According to a Bloomberg analysis of vacation and other paid leave benefits in the 12 most populous states, lump-sum payments to California state workers averaged three times as much as those made to workers in the other 11 states. In addition, between 2005 and 2011, more than 1,390 California state employees received retirement checks that were larger than their base salaries.
In an article that ran in the Orange County Register, I addressed California’s inability to control these costs:
California’s paid leave benefits are significantly greater than both public sector and private sector employers. The LAO analysis found that paid leave time is normally limited to between 20 and 40 days per year in most places. Most federal government employees get 30 days of vacation and leave. It’s 40 days for New York state workers, and between 23 and 67 days of leave, depending on the length of employment, for Texas state workers.

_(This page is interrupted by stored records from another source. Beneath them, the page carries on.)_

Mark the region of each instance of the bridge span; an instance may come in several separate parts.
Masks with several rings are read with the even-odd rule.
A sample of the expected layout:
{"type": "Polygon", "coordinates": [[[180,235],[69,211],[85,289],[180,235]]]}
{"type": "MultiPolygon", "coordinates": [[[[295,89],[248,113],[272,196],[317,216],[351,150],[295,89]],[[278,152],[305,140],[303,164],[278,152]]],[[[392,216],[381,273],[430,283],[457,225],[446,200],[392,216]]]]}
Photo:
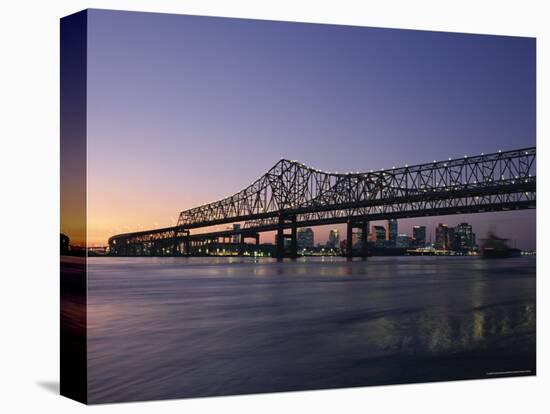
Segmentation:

By contrast, most California state employees can save up to 80 days of vacation and other paid leave time each year. California’s correctional officers now have unlimited leave since the 80-day cap was removed in their most recent contract, and California Highway Patrol officers are allowed up to 102 days of leave.
While vacation and leave costs account for between 8 and 15 percent of annual salary costs in most places, it has now grown to about 27 percent of worker salary costs in California.
To make matters worse, caps on leave are typically not enforced. According to the LAO, “there does not appear to be any concerted or consistent effort by state control agencies to enforce the cap.” Astonishingly, paid leave caps were exceeded for more than 23,700 employees in January 2013.
In light of these problems with current state employee paid leave policies, California should enact the following reforms:
- Reduce the amount of maximum leave to 40 days of leave per year.
- Implement a “use-it-or-lose-it” policy on vacation time.
- Cap lump-sum payouts made to employees who are leaving or retiring at $15,000 (New Jersey currently has such a cap).
- Institute a leave buyback program in which workers could choose to cash out existing leave balances at their current salaries.
While these measures may not eliminate all the problems with the state’s compensation policies, they would represent good first steps towards reining in the exorbitant benefits that many state workers are receiving at taxpayers’ expense.